If you have experienced life like that, then you would more probably respond to the film better than someone who prefers order in their days, and can even perceive that, cling on to it in fact, when events take an abrupt turn into chaos. Mildred, we see, is anguished for a number of reasons all to do with her daughter's murder, not least because the last thing she said to her as the girl stormed out was that she hoped she got raped; now, nobody says that knowing it's going to happen, nobody sane and without malice corrupting their souls anyway, but there are people like that in this universe and it just so happens that is who the daughter meets, the senselessness of the crime all the more harrowing.
McDormand was, needless to say, an absolute dynamo here, initially worrying she was too old for the role but her lived in looks contributed well to the character of a woman who has been through Hell and has not necessarily come back. In fact, although she is not languishing in her daughter's victimhood and her own grief, it is apparent how comfortable she is as the thorn in the side of a community which has become corroded from the Sheriff's Department down, the local cops being an unlovely group of bullies who use the law and its influence to get away with some particularly bad behaviour. Willoughby is not necessarily a bad man at heart, but it takes a terminal illness to wake him up to the fact he has been derelict in his duties, and part of that has seen the victim's killers walk free.

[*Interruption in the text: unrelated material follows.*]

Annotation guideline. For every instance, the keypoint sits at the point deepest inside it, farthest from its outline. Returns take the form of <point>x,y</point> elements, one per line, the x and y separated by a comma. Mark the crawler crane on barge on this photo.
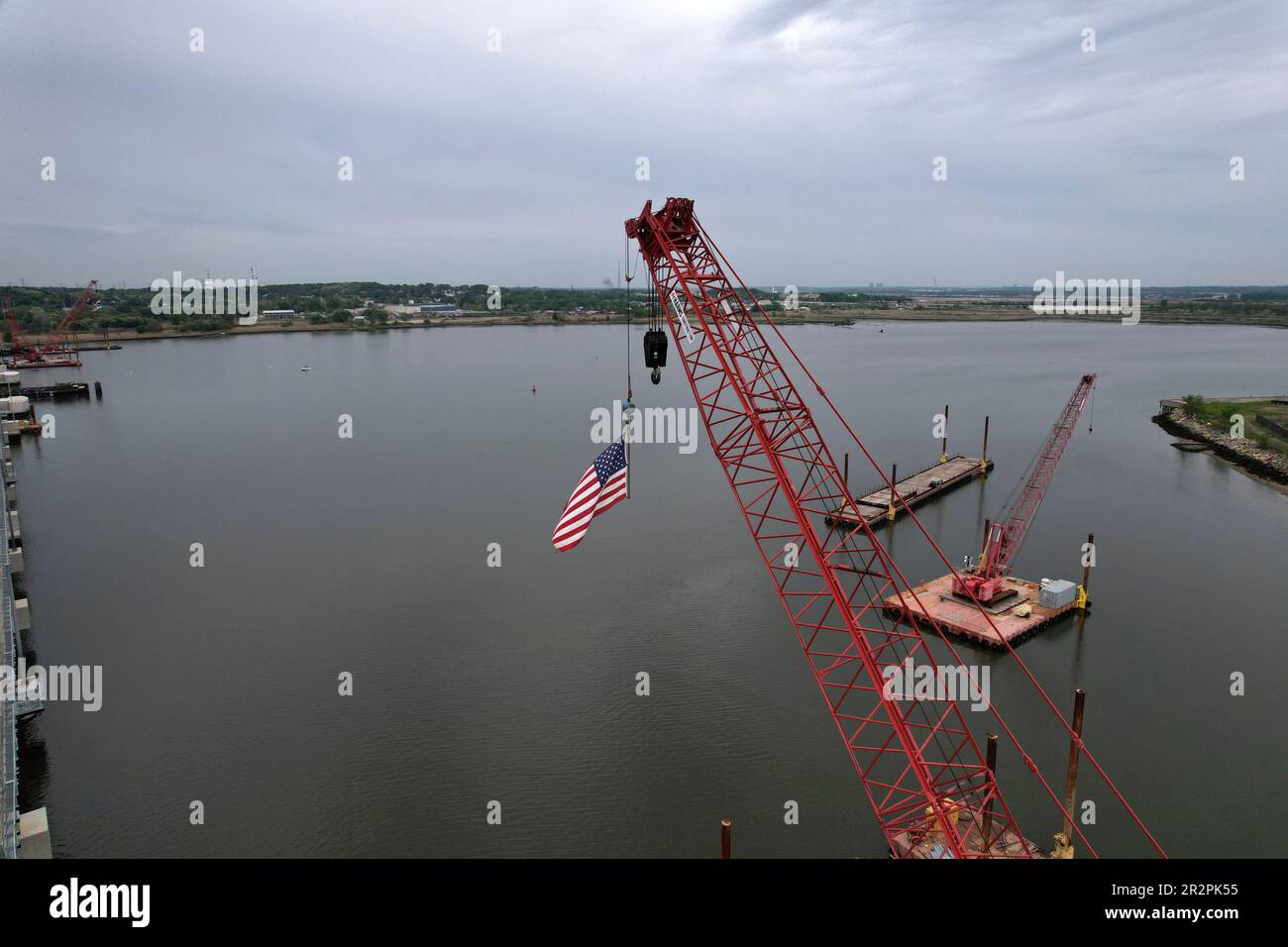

His deputy Dixon (Sam Rockwell, who also snagged an Oscar) is a different matter, just about excused his racism and violence here because he is an idiot who has never learned any better, more party to the sin of ignorance than hate, but it was his redemption that proved controversial as having a racist character who learns the error of his ways was not what many wanted to see: they wanted him to be punished, not team up with the increasingly wayward Mildred, or any of the other decent individuals (Peter Dinklage had some lovely moments as the "town midget" who is doomed never to be taken seriously). But the mark of a captivating screenplay is whether you were turned off by its predictability or the actions of morally shaded characters, and it was more likely the latter that irritated the naysayers: those who appreciated a plot that took unexpected routes would find this very appealing. It had the benefit of many laugh out loud lines, a generosity that maybe went too far, and while it was essentially one of those modern Westerns at heart, a resistance to cliché that was refreshing. Music by Carter Burwell.